As I pursue personal development and helping other men with their personal development, I like to read books, and often excerpts of books. I recently read a really interesting excerpt and “cliff notes” of a book called “Leadership and Self-deception.”
It’s a really challenging premise…. That YOU (or “I”) have a problem that is keeping us from leading well, or succeeding.
The biggest part of that problem is that we can’t see it. We have convinced ourselves that we don’t HAVE a problem. That other people are the problem. We have convinced ourselves that we are doing well, when sometimes, often, we are not performing anywhere NEAR our potential.
The book contends that while many problems we might be able to self identify… Self deception keeps us from really seeing many of our issues clearly.

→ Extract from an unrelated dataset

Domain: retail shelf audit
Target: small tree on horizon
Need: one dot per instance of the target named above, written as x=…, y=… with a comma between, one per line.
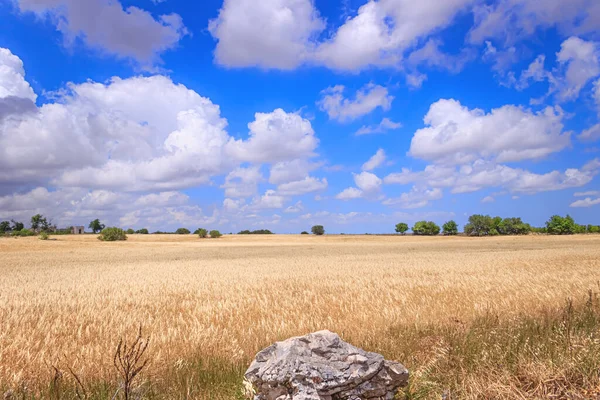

I think the solution is to make sure there are people in your life that you trust that can challenge you, ask you the hard questions, and tell you the truth. A good friend, mentor or leader can do it in a way that doesn’t heap shame, but rather brings the encouragement to change and grow.

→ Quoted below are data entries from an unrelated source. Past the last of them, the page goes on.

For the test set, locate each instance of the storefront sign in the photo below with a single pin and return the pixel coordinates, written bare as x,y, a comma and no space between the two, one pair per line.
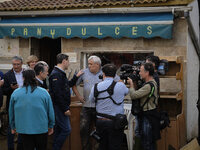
98,26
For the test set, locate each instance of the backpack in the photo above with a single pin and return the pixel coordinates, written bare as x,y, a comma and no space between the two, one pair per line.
164,120
120,120
162,116
136,109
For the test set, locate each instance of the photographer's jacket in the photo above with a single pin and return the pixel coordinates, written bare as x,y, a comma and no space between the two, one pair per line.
143,94
106,106
59,88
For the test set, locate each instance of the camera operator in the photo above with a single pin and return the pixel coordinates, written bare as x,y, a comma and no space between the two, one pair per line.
110,105
148,124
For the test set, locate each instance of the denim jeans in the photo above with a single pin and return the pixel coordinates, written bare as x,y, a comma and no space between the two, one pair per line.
62,128
88,118
148,141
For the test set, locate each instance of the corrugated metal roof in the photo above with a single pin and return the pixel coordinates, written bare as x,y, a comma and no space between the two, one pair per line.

Unfortunately, these are often the people that we avoid. No one wants to hear they are failing. No one wants to be called out. No one likes hearing about their failures, or being told the things they believe about themselves is a lie.

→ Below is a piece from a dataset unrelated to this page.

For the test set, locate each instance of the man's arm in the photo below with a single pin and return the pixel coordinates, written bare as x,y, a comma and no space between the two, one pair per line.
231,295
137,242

I’m here to tell you, there are times in my life that I have listened to those friends and mentors, saw my flaws and dealt with them. There are also times I pushed people away or isolated myself and didn’t listen to feedback from others.
I know that the end result of listening to others was growth in my life. It transformed the way I think and the way I performed.
I know that isolation only amplified my problems. In fact, in those times that I have been separate from those relationships, these are the times that I’ve had the worst failures in my life.
Wherever you find yourself, in failure or success, we are equally in need of honest feedback. You may find you aren’t doing as well as you think you are, or find more ways to make things better.
But as long as we build up our tolerance to our own baloney, we well be oblivious to the places we need to improve.